Ce sont les deux sections sur lesquelles Jacques Roux avait le plus de prise. Celle du Temple, voisine de celle des Gravilliers, se solidarisait avec elle, et sans doute les délégués du Temple exclus comme Jacques Roux pour les Gravilliers devaient être de ses partisans. La section des Gravilliers marquait-elle quelque hésitation, quelque crainte de se compromettre à fond avec Jacques Roux en ne le réélisant pas purement et simplement, comme plusieurs sections le firent pour leurs délégués ? Cette réélection était évidemment illégale puisque le scrutin opératoire de l’ensemble des sections n’était plus qu’une dérision si chaque section pouvait ensuite déléguer au Conseil de la Commune ceux que le scrutin général avait refusés. Mais ce n’est probablement pas ce scrupule de légalité qui retint la section des Gravilliers. Je suis porté à croire que l’attitude de ces deux sections, le Temple et les Gravilliers, répond à la politique discrète et profonde du prêtre : À quoi bon s’user dans un conflit sans dignité et sans issue avec la Commune ? Elle décidait précisément le 19 mars : « Le corps municipal a pensé que la réélection des membres rejetés par la majorité des sections était une lésion du droit de ces mêmes sections. » Il valait bien mieux marquer par une abstention prolongée que les sections du Temple et des Gravilliers, atteintes par le vote qui excluait Jacques Roux, se désintéressaient de la vie de la Commune et formaient une force indépendante capable de se replier sur soi. C’est ce que firent d’abord ces sections ; puis, avec un accord qui marque bien l’inspiration d’une volonté unique, elles nommèrent de nouveaux commissaires.

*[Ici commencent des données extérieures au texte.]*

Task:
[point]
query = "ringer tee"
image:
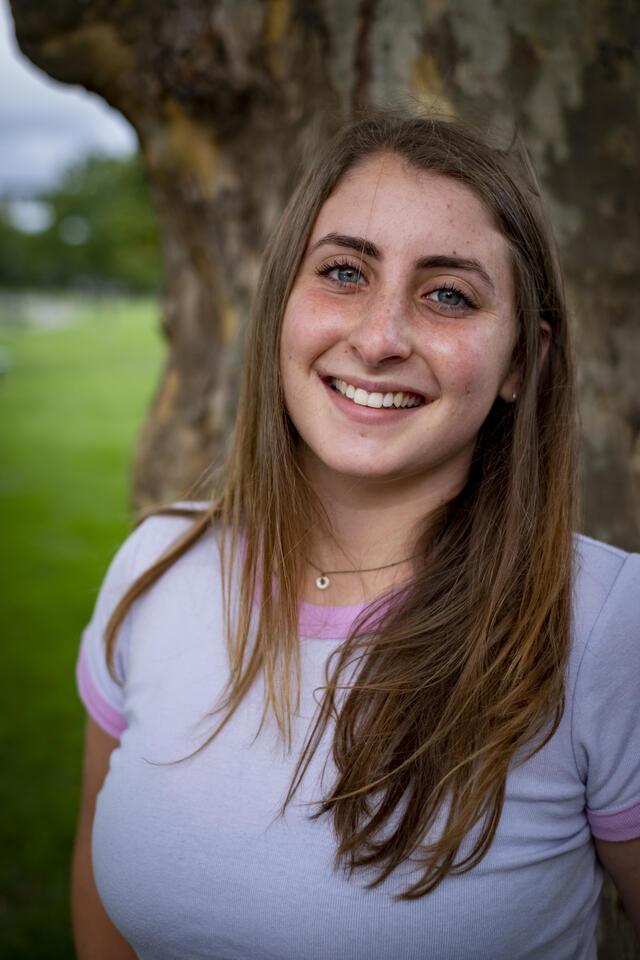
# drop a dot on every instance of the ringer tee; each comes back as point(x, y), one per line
point(192, 860)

L’orage de révolution et de guerre civile allait grondant toujours plus fort en mars et avril : qu’importait à Jacques Roux de n’être plus officiellement délégué à la Commune ? Les moyens d’action ne lui manqueraient pas. L’essentiel pour lui était d’avoir gardé la sympathie et la confiance des Gravilliers, et il apparaît bien qu’elle ne subit même pas une éclipse ; lorsque, en juin, Jacques Roux ira parler devant la Convention et y affirmer son programme, ce sera comme « orateur de la députation des Gravilliers » et de Bonne-Nouvelle. Ces sections centrales restent donc l’inébranlable forteresse de Jacques Roux et du parti nouveau que Hébert et Marat appellent déjà les Enragés.